Sam Stovall, chief investment strategist at Standard & Poor's, analyzed the companies in the S&P 500 and sorted them by debt-to-equity ratios within sectors. He notes that the low-debt crowd also happens to be the sectors that tend to perform best in a recovery: technology, health care, energy and industrials. "It's like the Casablanca captain saying, 'Round up the usual suspects,'" he says.
Out of the low-debt group, he focused on the sectors that S&P analysts like. The winners had to have five stars from S&P analysts, as well as a ranking of four or five on S&P's Fair Value model. Stovall's final picks include ExxonMobil, Chevron, Family Dollar Stores (which received a buyout offer after he published a report on the subject Feb. 14), Apple, Celgene, EMC Corp., Coach, Jacobs Engineering, Federal Express and Thermo Fisher Scientific.
Brian Gendreau, market strategist for El Segundo, Calif.-based advisory firm Financial Network, cites a 2009 MSCI Barra study, which notes that sectors that do the best in a recovery are those most closely correlated to leading economic indicators. "Unless history is providing us with a bad guide, materials, industrials and technology is a good place to be," Gendreau says.
Another top pick for Gendreau is consumer discretionary, which was one of the best performing sectors in 2010, as shoppers, more sanguine about the economy, bought luxury goods.
Gendreau also notes that the most globalized sectors stand to benefit from a low dollar. Coincidentally, that includes the low-debt-to-equity group, which is also the recovery group: materials, technology and energy. "Before the last recession — December 2007 to June 2009 — these three sectors did the best." He says that energy is currently thriving because of high gas prices and a low dollar, but the sector is generally negatively correlated with the business cycle.
Richard England, portfolio manager of the $1.6 billion Calvert Equity Portfolio, mixes the favored and the out-of-fashion worlds with his favorite sectors: technology and financials.
England is not as focused on the timing of the business cycle as he is with the timing of the technology wave. "We think we're in the second inning of the third big technology wave. The last one we had was driven by the movement from a mainframe computing environment to a distributed computing environment," he says, citing the 1990s revolution led by Microsoft and Intel. He believes the second wave has changed to where users of technology store their data. It has moved from centrally — on their desktop — to outside their organization, in either a public or private "cloud." In the new crop he likes salesforce.com, which has created something like an operating system for the cloud. VMware, a play on server virtualization, is another favorite.

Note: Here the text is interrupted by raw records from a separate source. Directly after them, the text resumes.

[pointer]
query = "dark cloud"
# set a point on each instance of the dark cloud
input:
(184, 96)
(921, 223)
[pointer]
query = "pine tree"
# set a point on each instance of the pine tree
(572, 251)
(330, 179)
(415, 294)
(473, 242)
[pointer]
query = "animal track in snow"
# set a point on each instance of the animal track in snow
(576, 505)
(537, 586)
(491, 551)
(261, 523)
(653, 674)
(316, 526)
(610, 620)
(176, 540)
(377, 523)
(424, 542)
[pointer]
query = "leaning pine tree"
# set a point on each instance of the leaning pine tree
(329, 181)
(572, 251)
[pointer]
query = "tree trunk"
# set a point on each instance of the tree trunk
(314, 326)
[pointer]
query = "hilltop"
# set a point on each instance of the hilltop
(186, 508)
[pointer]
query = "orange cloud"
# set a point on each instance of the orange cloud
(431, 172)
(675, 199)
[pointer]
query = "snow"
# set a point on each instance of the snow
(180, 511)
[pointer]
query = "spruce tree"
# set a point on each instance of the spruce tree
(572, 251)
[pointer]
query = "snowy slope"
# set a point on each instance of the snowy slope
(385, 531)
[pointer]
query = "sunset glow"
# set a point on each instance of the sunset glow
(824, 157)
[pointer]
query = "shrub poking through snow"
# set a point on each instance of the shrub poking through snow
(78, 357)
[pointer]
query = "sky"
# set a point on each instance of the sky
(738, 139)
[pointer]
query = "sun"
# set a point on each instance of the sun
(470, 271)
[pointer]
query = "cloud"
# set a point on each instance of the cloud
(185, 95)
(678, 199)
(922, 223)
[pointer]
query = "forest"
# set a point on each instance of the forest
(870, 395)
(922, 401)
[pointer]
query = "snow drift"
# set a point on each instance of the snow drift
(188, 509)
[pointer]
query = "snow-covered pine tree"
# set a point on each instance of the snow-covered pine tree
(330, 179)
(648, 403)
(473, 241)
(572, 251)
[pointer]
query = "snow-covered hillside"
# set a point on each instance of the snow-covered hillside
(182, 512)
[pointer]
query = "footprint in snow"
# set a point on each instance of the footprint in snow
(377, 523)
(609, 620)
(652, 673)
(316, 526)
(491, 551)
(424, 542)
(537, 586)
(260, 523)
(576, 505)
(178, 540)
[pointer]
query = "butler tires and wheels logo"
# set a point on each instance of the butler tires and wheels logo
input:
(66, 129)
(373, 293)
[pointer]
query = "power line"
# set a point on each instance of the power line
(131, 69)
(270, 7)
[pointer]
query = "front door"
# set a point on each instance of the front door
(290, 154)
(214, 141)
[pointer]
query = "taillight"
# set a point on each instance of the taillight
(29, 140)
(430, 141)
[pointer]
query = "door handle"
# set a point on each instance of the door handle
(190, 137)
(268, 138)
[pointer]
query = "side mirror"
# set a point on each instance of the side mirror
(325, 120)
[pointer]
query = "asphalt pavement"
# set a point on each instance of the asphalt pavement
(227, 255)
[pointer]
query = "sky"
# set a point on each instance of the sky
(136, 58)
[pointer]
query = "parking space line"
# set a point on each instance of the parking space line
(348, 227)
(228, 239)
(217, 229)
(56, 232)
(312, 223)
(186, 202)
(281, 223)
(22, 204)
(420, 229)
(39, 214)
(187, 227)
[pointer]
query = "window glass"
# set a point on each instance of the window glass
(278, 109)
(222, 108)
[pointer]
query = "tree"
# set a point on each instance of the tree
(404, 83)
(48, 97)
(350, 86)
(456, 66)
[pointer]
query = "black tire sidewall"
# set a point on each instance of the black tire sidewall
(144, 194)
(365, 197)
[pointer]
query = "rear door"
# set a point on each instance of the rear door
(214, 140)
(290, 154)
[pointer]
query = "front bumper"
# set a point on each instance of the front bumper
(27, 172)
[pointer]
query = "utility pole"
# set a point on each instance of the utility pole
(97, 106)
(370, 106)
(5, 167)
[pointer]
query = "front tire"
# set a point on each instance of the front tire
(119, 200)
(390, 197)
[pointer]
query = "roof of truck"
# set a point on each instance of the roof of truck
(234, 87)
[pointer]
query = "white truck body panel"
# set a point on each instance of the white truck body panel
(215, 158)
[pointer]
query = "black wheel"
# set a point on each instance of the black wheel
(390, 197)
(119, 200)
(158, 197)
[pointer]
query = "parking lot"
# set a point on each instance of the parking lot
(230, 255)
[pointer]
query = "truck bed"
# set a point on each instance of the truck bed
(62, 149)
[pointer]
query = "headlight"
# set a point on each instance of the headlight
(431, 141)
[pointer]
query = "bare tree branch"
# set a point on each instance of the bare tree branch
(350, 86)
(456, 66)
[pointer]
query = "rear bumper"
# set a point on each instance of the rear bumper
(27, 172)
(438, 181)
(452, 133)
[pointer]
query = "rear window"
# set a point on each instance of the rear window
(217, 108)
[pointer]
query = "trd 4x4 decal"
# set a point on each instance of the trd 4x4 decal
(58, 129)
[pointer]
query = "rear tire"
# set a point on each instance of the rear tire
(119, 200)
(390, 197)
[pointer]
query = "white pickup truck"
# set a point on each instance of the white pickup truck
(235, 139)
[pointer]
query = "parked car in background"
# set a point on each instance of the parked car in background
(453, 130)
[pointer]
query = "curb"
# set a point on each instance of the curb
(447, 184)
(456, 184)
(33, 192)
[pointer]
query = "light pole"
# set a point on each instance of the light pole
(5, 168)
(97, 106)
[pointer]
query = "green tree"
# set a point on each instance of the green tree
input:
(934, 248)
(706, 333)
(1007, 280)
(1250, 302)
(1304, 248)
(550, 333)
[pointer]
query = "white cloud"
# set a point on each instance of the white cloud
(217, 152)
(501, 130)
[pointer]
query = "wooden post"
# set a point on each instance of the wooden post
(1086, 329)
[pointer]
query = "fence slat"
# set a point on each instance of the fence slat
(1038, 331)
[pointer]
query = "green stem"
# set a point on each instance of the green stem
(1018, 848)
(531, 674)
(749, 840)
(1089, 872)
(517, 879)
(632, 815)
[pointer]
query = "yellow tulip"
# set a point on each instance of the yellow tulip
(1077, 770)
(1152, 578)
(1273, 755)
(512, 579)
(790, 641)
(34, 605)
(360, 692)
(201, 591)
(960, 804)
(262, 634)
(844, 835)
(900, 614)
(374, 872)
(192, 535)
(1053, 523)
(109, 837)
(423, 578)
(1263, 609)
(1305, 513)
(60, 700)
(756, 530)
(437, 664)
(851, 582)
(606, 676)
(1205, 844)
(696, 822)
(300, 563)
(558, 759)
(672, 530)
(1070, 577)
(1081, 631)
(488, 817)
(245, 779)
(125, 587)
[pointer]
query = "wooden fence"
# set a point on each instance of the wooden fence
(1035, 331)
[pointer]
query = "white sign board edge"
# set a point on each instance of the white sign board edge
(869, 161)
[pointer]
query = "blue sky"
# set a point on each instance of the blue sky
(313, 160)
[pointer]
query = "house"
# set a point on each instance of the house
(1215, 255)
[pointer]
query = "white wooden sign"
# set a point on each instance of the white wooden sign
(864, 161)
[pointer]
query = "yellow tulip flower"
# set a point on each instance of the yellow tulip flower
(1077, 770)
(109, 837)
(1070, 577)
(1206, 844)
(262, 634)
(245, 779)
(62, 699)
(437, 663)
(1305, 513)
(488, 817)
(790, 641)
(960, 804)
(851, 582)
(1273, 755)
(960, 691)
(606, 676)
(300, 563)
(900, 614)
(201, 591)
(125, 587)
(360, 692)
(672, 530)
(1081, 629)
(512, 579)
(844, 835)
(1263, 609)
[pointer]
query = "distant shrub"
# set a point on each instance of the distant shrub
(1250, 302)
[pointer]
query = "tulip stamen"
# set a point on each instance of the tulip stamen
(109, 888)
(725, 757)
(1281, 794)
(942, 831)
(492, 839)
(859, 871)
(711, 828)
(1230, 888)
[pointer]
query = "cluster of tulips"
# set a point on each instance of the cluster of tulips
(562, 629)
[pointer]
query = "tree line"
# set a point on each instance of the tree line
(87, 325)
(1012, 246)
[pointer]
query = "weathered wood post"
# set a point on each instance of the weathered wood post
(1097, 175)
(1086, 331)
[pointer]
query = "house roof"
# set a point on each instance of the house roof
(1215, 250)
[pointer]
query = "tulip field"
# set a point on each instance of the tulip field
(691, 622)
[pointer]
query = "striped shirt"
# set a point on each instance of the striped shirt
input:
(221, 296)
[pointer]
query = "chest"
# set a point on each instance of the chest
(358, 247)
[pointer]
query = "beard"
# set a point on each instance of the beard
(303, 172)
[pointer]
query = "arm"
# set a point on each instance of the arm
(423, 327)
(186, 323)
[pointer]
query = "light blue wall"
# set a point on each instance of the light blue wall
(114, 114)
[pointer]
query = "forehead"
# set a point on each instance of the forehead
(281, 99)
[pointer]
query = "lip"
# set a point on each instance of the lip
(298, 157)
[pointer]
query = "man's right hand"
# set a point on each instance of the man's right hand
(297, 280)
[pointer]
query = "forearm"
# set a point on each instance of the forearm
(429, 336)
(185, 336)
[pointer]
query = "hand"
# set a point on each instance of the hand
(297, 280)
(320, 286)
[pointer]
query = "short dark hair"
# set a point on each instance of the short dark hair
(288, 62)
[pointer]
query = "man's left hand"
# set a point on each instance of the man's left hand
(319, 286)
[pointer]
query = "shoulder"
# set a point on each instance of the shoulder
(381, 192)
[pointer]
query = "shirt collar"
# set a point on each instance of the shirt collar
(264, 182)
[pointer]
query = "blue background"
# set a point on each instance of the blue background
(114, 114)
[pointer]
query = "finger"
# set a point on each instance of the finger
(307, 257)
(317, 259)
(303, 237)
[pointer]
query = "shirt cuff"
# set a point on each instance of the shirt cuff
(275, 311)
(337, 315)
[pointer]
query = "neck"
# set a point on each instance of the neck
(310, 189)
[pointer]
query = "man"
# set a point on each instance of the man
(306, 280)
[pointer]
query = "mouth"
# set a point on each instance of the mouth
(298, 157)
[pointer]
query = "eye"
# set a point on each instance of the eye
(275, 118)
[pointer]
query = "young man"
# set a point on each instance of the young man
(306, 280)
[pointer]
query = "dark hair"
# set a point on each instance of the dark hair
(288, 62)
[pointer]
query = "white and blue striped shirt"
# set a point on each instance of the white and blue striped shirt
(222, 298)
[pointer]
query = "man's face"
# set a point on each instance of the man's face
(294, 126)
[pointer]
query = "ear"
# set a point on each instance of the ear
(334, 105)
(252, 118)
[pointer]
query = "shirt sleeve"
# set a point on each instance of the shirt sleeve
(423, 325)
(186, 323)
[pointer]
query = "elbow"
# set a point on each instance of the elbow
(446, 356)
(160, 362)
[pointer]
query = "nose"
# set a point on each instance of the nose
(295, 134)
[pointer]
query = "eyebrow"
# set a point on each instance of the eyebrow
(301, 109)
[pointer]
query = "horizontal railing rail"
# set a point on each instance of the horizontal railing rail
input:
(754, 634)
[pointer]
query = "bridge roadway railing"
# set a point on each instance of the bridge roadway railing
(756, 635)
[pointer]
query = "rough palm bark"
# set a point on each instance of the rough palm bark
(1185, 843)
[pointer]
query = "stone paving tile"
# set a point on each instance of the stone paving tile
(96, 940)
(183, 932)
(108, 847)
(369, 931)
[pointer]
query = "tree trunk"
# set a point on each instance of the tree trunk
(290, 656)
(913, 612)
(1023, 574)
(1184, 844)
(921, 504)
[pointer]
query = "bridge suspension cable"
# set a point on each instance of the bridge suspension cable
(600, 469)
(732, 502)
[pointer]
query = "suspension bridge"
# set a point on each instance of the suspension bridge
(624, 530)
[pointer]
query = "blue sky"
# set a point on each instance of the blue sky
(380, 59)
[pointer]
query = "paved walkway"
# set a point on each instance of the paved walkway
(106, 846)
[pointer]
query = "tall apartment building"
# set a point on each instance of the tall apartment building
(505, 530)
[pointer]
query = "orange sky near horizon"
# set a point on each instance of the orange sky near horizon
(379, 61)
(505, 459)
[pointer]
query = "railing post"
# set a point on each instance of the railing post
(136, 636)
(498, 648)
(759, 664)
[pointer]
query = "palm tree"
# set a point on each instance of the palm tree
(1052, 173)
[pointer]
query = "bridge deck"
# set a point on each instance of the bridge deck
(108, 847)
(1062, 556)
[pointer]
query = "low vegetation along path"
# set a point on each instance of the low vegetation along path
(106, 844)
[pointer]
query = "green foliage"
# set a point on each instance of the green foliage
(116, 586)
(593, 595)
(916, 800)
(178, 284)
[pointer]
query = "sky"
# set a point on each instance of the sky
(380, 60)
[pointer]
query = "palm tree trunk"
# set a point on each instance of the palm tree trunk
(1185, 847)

England goes against the cyclical play with his fondness for financials. He thinks the troubled sector is finally on its way out of the woods, noting that bad loans peaked in late 2009. Delinquencies have moved steadily lower for at least a year, and earnings have improved over the last year, thanks to the decline in charge-offs.
England believes 2011 will see the industry out-earn the rest of the S&P for the first time in several years. "Earnings have been mostly driven to this point by reducing bad loans, but new loans are starting to happen," he says. However, he adds, the financial arena is still "an unloved sector."
England expects dividends and share repurchases to return in the next three months, especially among the largest and well-capitalized banks, like JPMorgan Chase and Wells Fargo, both of which he owns. He also likes regional banks like Suntrust and Zions; and asset managers like T. Rowe Price and Franklin Resources. His last financial pick, Lazard, shows his faith in the cyclical story, since he owns it for the firm's M&A business. "We think there will be a lot more M&A in the next few years, as the economy improves," he says.